La déduction du coût des travaux ou des frais d’acquisition du montant de la plus-value n’est pas spécifiée dans la nouvelle loi. Ce point devrait être éclairci dans l’arrêté du ministère des Finances qui mettra en place les modalités d’application de la mesure. Pour les biens hérités, il faudra considérer la valeur du bien telle qu’évaluée au moment de la succession. Le problème est que de nombreuses personnes sous-évaluent leurs biens pour payer moins de droits de succession. Dans leur cas, la plus-value sera donc beaucoup plus importante.

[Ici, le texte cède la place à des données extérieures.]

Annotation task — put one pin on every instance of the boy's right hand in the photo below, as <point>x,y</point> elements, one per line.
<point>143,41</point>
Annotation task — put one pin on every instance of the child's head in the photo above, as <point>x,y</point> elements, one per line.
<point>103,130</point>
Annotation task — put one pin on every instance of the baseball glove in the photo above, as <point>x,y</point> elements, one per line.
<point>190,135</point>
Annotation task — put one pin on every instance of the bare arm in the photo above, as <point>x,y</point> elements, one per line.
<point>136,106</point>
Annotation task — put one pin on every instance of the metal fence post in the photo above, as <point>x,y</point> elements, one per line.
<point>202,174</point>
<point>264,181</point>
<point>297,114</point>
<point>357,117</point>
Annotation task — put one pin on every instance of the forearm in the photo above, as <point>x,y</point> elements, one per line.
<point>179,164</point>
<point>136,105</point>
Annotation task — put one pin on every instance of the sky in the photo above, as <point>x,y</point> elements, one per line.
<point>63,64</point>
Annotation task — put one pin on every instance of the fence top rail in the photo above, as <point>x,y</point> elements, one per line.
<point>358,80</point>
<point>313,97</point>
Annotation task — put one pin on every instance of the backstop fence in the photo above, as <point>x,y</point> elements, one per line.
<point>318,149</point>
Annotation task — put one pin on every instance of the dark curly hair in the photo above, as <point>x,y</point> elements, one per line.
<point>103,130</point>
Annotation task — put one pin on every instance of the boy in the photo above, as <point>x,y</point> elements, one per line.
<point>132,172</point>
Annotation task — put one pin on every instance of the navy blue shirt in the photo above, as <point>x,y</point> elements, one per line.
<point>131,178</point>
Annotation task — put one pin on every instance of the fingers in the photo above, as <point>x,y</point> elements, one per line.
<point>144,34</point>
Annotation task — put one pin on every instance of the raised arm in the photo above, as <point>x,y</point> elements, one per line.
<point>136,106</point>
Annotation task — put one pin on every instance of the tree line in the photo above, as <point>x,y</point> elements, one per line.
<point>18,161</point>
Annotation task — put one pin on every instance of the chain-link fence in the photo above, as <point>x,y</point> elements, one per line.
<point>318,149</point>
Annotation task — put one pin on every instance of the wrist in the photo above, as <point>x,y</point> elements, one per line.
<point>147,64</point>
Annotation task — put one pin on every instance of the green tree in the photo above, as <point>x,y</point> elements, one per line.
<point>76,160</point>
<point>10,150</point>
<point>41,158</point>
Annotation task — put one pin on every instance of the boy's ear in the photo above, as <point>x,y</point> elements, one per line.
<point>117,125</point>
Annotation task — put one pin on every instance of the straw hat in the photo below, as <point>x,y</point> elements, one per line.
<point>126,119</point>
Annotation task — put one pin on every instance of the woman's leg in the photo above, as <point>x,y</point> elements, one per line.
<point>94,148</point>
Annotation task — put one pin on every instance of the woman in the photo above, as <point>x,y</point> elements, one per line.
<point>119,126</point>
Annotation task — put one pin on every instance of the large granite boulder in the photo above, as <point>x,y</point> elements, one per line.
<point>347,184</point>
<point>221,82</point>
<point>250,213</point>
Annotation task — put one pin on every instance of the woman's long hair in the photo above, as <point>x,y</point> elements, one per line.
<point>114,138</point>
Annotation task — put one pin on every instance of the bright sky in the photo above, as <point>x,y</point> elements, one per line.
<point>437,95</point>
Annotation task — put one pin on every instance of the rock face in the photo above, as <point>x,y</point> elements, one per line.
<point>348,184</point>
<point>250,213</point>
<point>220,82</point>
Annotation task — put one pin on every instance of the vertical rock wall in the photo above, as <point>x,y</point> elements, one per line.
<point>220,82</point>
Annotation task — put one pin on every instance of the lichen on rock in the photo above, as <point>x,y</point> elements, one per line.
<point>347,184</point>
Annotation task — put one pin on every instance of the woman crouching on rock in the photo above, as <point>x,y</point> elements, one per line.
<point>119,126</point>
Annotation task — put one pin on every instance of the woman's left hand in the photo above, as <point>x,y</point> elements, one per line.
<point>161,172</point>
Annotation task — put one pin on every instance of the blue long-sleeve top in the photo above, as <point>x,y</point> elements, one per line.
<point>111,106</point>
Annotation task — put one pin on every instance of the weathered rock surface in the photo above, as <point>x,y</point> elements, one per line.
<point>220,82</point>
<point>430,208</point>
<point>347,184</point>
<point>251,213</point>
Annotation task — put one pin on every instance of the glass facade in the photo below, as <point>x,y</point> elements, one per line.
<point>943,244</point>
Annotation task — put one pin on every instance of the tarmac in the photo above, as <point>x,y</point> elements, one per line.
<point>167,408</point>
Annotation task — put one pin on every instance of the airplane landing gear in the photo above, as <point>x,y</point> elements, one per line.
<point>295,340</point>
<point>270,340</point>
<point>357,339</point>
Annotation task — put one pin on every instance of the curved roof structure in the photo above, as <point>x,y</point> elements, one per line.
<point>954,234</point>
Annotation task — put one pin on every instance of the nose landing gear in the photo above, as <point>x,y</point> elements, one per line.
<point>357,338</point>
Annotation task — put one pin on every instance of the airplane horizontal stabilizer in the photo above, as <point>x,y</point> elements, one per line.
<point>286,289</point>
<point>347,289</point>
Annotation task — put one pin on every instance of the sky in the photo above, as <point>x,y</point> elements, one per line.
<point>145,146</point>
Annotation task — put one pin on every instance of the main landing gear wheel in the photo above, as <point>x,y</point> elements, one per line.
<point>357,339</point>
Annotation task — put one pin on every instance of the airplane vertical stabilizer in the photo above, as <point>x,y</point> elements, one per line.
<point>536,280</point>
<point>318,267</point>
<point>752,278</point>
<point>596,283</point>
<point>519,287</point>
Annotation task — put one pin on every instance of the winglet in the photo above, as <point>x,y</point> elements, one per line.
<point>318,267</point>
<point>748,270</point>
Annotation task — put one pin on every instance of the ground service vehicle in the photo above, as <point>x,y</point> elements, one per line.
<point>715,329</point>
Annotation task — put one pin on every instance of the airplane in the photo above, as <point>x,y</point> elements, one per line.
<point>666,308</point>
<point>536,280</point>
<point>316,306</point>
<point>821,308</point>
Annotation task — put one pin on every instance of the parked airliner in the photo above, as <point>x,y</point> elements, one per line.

Comment déclarer les plus-values ?

Les plus-values réalisées devront être déclarées par les particuliers auprès de leur administration fiscale dans un délai de deux mois après la cession de la propriété. Le montant de l’impôt devra être calculé par le contribuable. L’administration fiscale effectuera la vérification, sachant que l’automatisation du registre foncier lui permet de savoir notamment combien de biens immobiliers la personne possède. Les modalités de paiements devront être définies plus en détail par arrêté du ministère des Finances.


Y a-t-il un moyen de contourner cet impôt ?

Ce nouvel impôt va toucher les particuliers ayant un patrimoine immobilier important, mais ces derniers peuvent l’éviter en apportant leurs biens immobiliers à une société, en échange d’actions. Le bien sera donc détenu par la société, dont le particulier est actionnaire. Ce dernier pourra ensuite céder ses actions, sans payer d’impôts dans le cas de sociétés anonymes, ni droits d’enregistrement sur la cession des actions, ni droits de timbre à 4/000. Pour combler cette faille, il faudrait que les plus-values de cession d’actions des sociétés immobilières, c’est-à-dire dont l’actif est majoritairement composé de biens immobiliers et/ou dont les revenus proviennent majoritairement de l’immobilier, soient soumises à un impôt de 15 %.


* Avocat fiscaliste et président de l’Association libanaise pour les droits et l’information des contribuables (Aldic).